The World
Fidel Faces Down the Grim Reaper
Could it really be that Fidel Castro, widely speculated to be on death's door, will once again stick it to his detractors? Spanish surgeon José Luis García Sabrido, flown to Cuba for a look-see at the ailing, frail former strongman, pronounced that the patient was making a slow, difficult recovery. "He doesn't have cancer" or "any malignant sickness," he said. That conflicts with the U.S. intelligence estimate that Castro is suffering from terminal cancer. Cuba treats Castro's actual condition as a state secret, though doctors say his reported symptoms could reflect a variety of serious stomach or intestinal complications linked to emergency intestinal surgery in July.

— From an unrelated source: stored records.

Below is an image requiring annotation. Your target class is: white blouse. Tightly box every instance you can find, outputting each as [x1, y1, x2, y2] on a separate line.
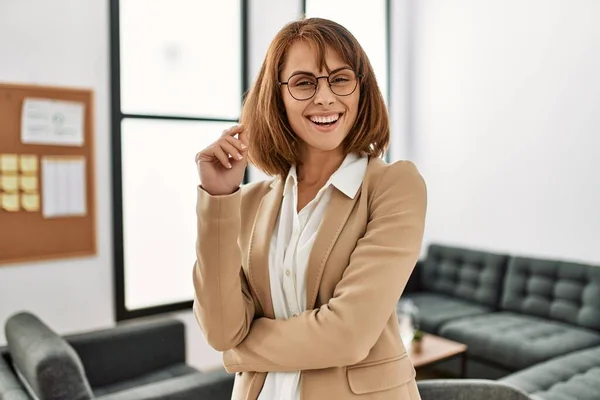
[258, 154, 368, 400]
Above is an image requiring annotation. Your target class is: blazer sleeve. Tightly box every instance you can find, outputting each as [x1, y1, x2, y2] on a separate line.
[193, 187, 255, 351]
[223, 161, 427, 372]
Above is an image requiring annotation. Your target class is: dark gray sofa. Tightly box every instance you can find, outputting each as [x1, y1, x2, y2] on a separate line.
[0, 313, 233, 400]
[402, 244, 600, 400]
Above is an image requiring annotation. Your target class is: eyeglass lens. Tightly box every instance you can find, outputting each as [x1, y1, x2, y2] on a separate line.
[288, 69, 357, 100]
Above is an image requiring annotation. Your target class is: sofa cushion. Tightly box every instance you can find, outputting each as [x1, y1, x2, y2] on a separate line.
[502, 347, 600, 400]
[94, 364, 198, 397]
[401, 292, 492, 333]
[421, 244, 508, 308]
[502, 257, 600, 331]
[440, 312, 600, 371]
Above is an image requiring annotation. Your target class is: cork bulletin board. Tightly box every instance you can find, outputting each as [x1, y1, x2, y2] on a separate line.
[0, 83, 96, 266]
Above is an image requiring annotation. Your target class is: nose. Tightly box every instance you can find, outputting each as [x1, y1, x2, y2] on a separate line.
[314, 77, 335, 105]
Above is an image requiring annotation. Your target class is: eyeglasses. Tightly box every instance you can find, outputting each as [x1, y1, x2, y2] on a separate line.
[278, 67, 362, 101]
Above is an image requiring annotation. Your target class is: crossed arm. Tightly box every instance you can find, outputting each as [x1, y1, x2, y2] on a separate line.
[194, 162, 427, 372]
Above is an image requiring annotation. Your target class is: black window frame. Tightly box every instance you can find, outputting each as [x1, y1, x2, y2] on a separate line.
[109, 0, 249, 322]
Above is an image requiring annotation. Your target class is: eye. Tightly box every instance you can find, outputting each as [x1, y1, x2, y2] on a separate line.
[331, 76, 350, 84]
[295, 79, 314, 86]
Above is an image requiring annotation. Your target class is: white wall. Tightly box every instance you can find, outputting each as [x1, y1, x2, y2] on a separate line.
[413, 0, 600, 264]
[0, 0, 301, 369]
[0, 0, 114, 343]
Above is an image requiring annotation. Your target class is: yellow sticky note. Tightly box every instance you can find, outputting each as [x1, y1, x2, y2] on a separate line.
[0, 154, 18, 173]
[2, 193, 19, 211]
[0, 175, 19, 193]
[19, 175, 38, 192]
[19, 154, 38, 174]
[21, 194, 40, 211]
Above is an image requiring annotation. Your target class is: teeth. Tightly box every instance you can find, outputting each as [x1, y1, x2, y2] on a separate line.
[310, 114, 340, 124]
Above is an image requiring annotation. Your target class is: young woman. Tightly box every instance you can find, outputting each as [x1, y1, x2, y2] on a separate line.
[193, 18, 426, 400]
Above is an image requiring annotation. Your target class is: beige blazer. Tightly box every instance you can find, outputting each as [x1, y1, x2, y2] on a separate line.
[193, 158, 427, 400]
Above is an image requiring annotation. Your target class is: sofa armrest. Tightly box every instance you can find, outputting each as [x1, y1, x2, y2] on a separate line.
[0, 349, 31, 400]
[98, 371, 234, 400]
[5, 312, 93, 400]
[403, 260, 424, 293]
[417, 379, 531, 400]
[65, 319, 185, 387]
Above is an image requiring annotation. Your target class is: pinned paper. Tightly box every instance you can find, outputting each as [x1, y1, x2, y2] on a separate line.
[21, 193, 40, 211]
[0, 175, 19, 192]
[19, 154, 38, 175]
[21, 98, 85, 146]
[2, 193, 19, 212]
[42, 157, 87, 218]
[19, 175, 38, 192]
[0, 154, 18, 173]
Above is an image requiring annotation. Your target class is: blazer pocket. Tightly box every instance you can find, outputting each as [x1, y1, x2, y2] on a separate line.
[346, 354, 416, 394]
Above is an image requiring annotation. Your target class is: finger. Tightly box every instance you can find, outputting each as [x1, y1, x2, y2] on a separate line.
[221, 125, 244, 136]
[238, 129, 250, 147]
[213, 145, 231, 168]
[219, 139, 244, 160]
[223, 136, 248, 153]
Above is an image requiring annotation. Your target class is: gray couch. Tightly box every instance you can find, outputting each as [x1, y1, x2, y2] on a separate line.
[0, 313, 233, 400]
[402, 244, 600, 400]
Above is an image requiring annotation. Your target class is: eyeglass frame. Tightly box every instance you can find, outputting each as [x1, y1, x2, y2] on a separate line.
[277, 67, 364, 101]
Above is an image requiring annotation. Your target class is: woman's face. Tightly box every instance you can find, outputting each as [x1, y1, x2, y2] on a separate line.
[279, 41, 360, 154]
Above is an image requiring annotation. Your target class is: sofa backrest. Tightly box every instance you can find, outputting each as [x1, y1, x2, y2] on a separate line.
[4, 312, 94, 400]
[502, 257, 600, 331]
[420, 244, 508, 308]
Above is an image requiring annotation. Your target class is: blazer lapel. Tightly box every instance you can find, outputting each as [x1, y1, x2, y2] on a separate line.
[248, 179, 283, 318]
[306, 187, 361, 310]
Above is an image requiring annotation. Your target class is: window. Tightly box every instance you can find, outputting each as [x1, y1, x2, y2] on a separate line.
[111, 0, 247, 320]
[304, 0, 390, 106]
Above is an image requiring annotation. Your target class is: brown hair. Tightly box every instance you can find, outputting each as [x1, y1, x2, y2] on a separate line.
[241, 18, 390, 177]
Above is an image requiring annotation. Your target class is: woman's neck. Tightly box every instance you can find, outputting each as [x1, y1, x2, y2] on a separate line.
[296, 151, 344, 186]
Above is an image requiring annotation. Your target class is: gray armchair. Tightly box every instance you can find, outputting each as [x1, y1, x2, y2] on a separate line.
[0, 313, 233, 400]
[417, 379, 531, 400]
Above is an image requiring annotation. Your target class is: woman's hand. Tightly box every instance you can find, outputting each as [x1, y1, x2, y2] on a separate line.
[196, 125, 248, 196]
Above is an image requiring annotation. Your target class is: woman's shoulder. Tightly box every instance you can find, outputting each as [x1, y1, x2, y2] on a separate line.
[241, 178, 278, 201]
[365, 157, 424, 191]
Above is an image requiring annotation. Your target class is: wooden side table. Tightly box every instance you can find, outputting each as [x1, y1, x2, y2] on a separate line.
[408, 333, 467, 378]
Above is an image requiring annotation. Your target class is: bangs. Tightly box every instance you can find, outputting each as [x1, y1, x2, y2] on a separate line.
[278, 25, 364, 74]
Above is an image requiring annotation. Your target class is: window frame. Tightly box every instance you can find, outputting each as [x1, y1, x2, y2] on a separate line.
[109, 0, 249, 322]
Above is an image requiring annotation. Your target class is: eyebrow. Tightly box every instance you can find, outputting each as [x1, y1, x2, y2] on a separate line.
[289, 65, 352, 76]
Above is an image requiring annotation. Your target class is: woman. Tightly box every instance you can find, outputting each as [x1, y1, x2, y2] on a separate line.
[193, 18, 426, 400]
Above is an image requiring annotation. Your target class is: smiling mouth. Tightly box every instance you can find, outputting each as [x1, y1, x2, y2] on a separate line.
[306, 113, 343, 127]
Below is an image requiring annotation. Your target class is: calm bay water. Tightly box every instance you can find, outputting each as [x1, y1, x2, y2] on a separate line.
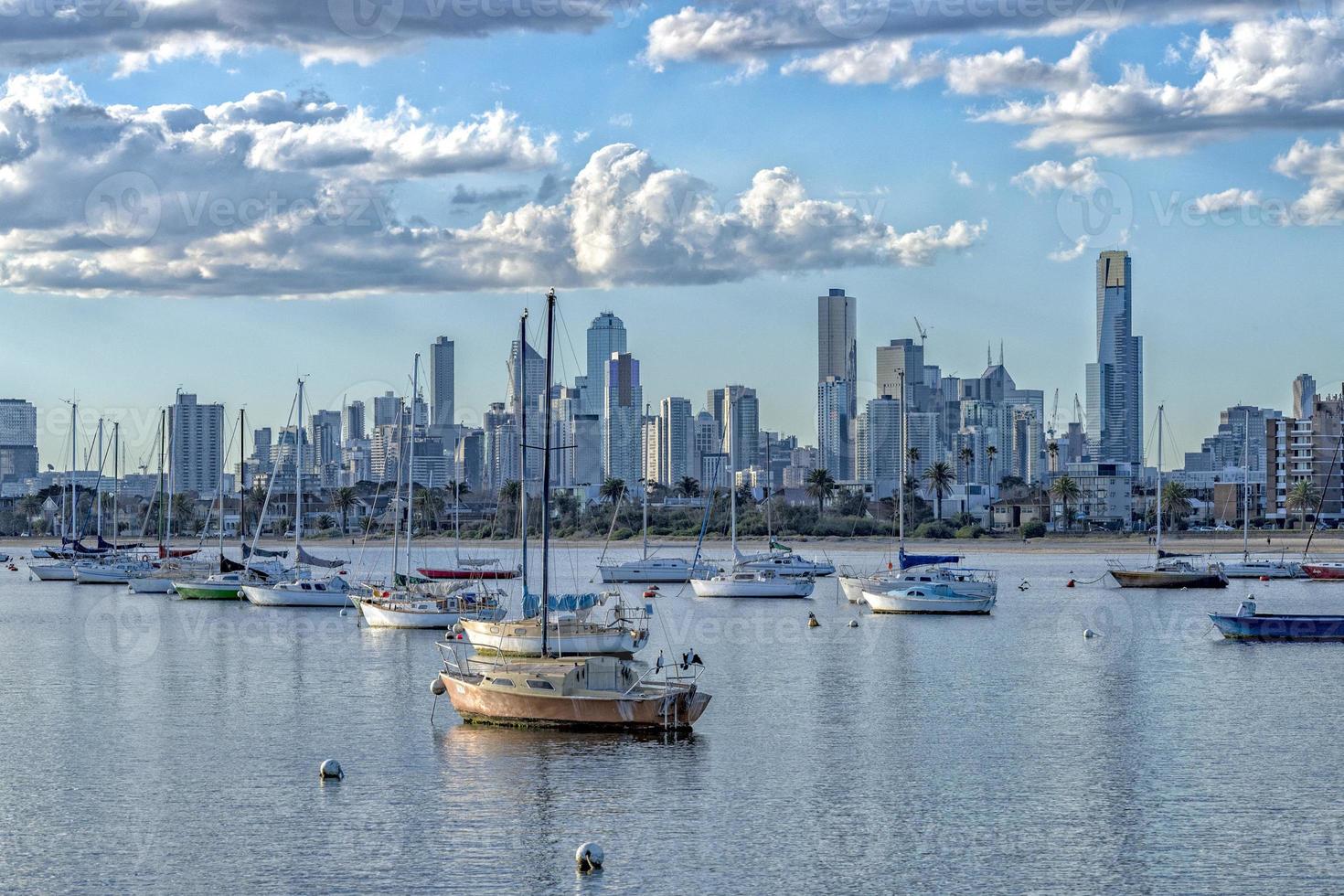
[0, 549, 1344, 893]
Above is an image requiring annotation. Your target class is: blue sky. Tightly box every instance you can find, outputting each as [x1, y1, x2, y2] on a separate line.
[0, 0, 1344, 462]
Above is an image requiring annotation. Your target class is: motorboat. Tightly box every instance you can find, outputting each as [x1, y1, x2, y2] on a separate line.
[691, 570, 815, 598]
[863, 581, 996, 615]
[1209, 601, 1344, 641]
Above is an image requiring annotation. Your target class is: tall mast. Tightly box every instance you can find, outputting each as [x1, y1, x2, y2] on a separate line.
[517, 309, 527, 599]
[294, 378, 304, 566]
[640, 403, 649, 560]
[538, 289, 555, 656]
[896, 371, 906, 552]
[112, 423, 121, 546]
[1242, 411, 1253, 560]
[406, 352, 420, 581]
[1157, 404, 1163, 560]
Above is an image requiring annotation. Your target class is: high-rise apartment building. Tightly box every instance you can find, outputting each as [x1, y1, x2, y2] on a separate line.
[168, 392, 224, 497]
[1087, 251, 1144, 464]
[603, 352, 644, 489]
[0, 398, 37, 482]
[429, 336, 454, 426]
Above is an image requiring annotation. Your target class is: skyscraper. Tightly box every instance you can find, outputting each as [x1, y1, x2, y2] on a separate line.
[602, 351, 644, 489]
[169, 392, 224, 497]
[0, 398, 37, 482]
[429, 336, 454, 426]
[341, 401, 367, 442]
[1293, 373, 1316, 421]
[817, 289, 859, 480]
[583, 312, 629, 416]
[1087, 251, 1144, 464]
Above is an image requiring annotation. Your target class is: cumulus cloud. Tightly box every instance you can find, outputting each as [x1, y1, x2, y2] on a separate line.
[0, 75, 986, 295]
[0, 0, 615, 74]
[1012, 155, 1101, 197]
[978, 16, 1344, 157]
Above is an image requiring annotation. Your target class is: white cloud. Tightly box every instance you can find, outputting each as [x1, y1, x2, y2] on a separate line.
[1012, 157, 1101, 197]
[1046, 237, 1089, 263]
[0, 75, 986, 295]
[978, 17, 1344, 157]
[0, 0, 624, 74]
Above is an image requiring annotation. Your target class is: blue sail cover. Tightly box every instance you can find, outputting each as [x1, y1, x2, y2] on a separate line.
[523, 593, 603, 619]
[901, 548, 961, 570]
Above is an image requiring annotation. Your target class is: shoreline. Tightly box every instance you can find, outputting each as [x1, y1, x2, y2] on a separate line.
[0, 532, 1344, 555]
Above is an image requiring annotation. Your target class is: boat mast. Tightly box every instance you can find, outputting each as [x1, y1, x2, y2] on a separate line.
[1157, 404, 1163, 560]
[406, 352, 420, 581]
[641, 403, 649, 560]
[896, 371, 906, 559]
[294, 378, 304, 566]
[515, 309, 527, 599]
[538, 289, 555, 656]
[1242, 411, 1267, 561]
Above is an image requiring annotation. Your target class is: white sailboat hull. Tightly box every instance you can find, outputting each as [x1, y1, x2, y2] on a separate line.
[28, 563, 75, 581]
[863, 589, 995, 615]
[691, 576, 813, 598]
[240, 581, 351, 607]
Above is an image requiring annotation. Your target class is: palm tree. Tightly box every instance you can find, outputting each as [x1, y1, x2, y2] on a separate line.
[1163, 480, 1190, 528]
[957, 444, 976, 482]
[805, 467, 836, 513]
[919, 462, 969, 520]
[597, 475, 625, 504]
[332, 485, 358, 535]
[1050, 475, 1083, 529]
[1286, 480, 1321, 529]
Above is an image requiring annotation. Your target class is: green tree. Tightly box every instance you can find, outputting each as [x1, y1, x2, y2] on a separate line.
[1050, 475, 1083, 529]
[921, 462, 969, 520]
[332, 485, 358, 533]
[804, 467, 836, 513]
[598, 475, 625, 504]
[1286, 480, 1321, 529]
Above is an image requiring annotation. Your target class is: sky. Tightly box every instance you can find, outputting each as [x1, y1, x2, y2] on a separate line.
[0, 0, 1344, 466]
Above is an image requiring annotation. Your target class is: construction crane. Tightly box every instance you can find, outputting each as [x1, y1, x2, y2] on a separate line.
[915, 317, 929, 348]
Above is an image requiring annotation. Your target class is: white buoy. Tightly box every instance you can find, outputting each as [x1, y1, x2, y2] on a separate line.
[574, 842, 603, 874]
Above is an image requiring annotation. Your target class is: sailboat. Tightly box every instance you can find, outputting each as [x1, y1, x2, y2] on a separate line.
[597, 467, 717, 584]
[1110, 406, 1227, 589]
[437, 289, 709, 731]
[455, 315, 652, 656]
[239, 379, 349, 607]
[349, 355, 504, 629]
[691, 389, 813, 598]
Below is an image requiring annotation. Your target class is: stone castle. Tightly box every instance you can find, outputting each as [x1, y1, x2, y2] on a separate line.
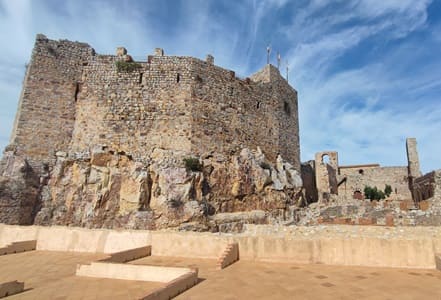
[11, 35, 300, 170]
[0, 34, 301, 228]
[0, 34, 441, 231]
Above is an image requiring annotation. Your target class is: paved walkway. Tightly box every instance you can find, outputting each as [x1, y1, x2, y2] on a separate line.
[0, 251, 441, 300]
[132, 256, 441, 300]
[0, 251, 161, 300]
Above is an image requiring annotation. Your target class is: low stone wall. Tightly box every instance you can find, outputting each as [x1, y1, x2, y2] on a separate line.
[0, 224, 441, 269]
[0, 240, 37, 255]
[142, 271, 198, 300]
[76, 262, 192, 282]
[100, 246, 152, 263]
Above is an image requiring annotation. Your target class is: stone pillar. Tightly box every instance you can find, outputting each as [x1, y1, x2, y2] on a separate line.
[315, 151, 338, 202]
[205, 54, 214, 65]
[406, 138, 421, 202]
[155, 48, 164, 56]
[406, 138, 421, 178]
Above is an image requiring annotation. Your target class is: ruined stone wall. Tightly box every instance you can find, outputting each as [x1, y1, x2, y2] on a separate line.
[413, 170, 441, 202]
[192, 59, 300, 171]
[301, 160, 318, 203]
[314, 151, 338, 201]
[71, 55, 193, 158]
[70, 45, 300, 171]
[11, 35, 94, 169]
[338, 166, 411, 199]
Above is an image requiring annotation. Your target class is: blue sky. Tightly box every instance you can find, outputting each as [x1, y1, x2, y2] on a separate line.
[0, 0, 441, 172]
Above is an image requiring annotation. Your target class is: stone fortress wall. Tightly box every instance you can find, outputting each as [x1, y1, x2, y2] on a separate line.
[7, 35, 94, 170]
[11, 35, 300, 171]
[303, 138, 421, 202]
[0, 35, 302, 230]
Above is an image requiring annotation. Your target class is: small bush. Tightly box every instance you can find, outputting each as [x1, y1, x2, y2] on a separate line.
[260, 161, 271, 170]
[364, 186, 386, 200]
[115, 61, 141, 72]
[183, 157, 202, 172]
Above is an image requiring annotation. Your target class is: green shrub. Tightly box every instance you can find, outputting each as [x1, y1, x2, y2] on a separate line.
[364, 186, 386, 200]
[115, 60, 141, 72]
[183, 157, 202, 172]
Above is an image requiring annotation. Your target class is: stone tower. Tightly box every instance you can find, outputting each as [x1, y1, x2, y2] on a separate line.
[406, 138, 421, 178]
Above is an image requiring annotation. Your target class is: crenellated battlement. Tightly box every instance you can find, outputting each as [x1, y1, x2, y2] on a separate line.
[6, 35, 300, 170]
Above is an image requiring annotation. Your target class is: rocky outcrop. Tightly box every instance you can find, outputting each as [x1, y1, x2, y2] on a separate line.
[0, 151, 40, 225]
[2, 146, 302, 232]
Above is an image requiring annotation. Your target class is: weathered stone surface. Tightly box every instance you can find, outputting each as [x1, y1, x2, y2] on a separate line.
[25, 147, 301, 232]
[0, 152, 40, 225]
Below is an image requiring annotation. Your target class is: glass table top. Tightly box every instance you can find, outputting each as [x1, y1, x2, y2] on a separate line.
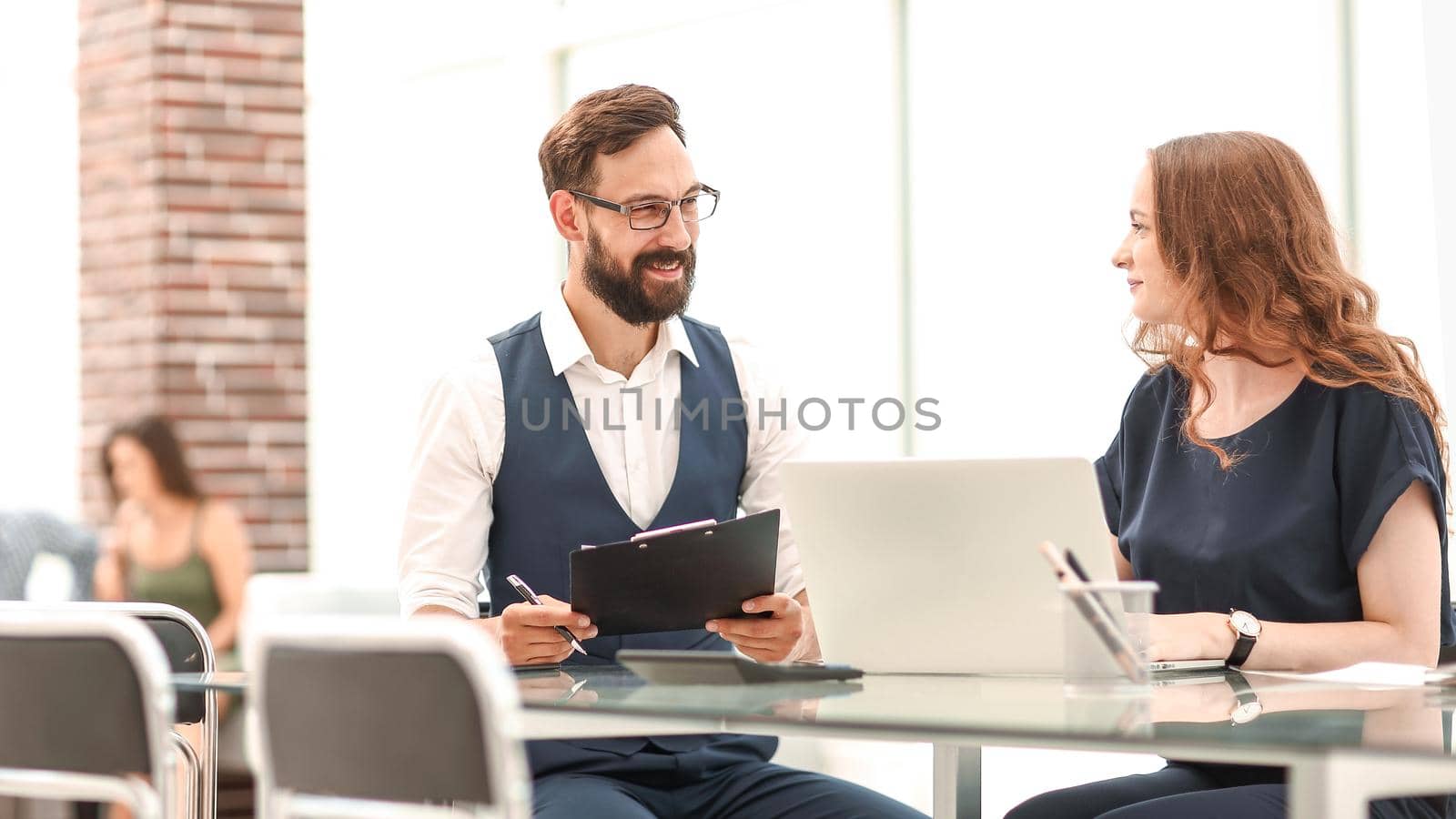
[173, 666, 1456, 755]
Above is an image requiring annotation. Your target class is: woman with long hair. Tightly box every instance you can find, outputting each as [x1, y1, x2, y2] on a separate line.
[1010, 133, 1456, 819]
[95, 415, 252, 667]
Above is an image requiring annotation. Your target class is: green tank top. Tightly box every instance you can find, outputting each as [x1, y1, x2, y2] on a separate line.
[126, 502, 223, 628]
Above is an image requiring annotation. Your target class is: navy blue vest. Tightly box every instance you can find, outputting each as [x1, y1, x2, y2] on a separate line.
[485, 313, 777, 775]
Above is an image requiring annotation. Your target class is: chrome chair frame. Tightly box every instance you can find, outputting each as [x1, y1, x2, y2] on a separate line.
[0, 605, 175, 817]
[243, 615, 531, 819]
[0, 601, 218, 819]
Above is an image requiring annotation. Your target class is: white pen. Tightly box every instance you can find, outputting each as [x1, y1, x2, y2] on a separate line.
[505, 574, 587, 654]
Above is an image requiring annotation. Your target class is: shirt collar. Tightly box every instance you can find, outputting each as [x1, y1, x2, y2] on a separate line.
[541, 288, 697, 376]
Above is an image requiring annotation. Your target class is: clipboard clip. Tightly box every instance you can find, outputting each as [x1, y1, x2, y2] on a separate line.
[628, 518, 718, 543]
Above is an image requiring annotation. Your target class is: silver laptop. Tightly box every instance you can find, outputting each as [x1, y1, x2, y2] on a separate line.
[784, 458, 1221, 673]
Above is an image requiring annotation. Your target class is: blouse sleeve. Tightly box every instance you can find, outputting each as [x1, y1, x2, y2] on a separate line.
[1092, 430, 1123, 535]
[1335, 388, 1446, 571]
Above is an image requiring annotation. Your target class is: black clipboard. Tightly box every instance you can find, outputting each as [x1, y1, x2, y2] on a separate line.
[571, 509, 779, 637]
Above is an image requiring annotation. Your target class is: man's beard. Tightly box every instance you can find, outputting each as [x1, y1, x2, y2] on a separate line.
[581, 230, 697, 327]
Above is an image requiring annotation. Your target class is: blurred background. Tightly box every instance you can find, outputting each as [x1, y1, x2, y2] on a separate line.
[0, 0, 1456, 814]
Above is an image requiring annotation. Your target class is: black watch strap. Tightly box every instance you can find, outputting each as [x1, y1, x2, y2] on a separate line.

Suddenly Unwired in the Wired Age
The Earth shook, and parts of Asia came unplugged. A 6.7-magnitude earthquake off southern Taiwan did more than cause property damage ashore. It ruptured two undersea data transmission cables, disrupting telephone and Internet networks in Taiwan, China, Japan, Singapore, and South Korea. For users, Web access and E-mail traffic slowed to a crawl, if they were available at all. It will take weeks to complete repairs returning networks to full capacity.
A degree of redundancy is built into data networks, but in this case the earthquake occurred near a sea-bottom area transited by as many as a dozen fiber-optic cables. Telecom companies scrambled to reroute some telephone and Internet traffic through satellites and through cables to Europe.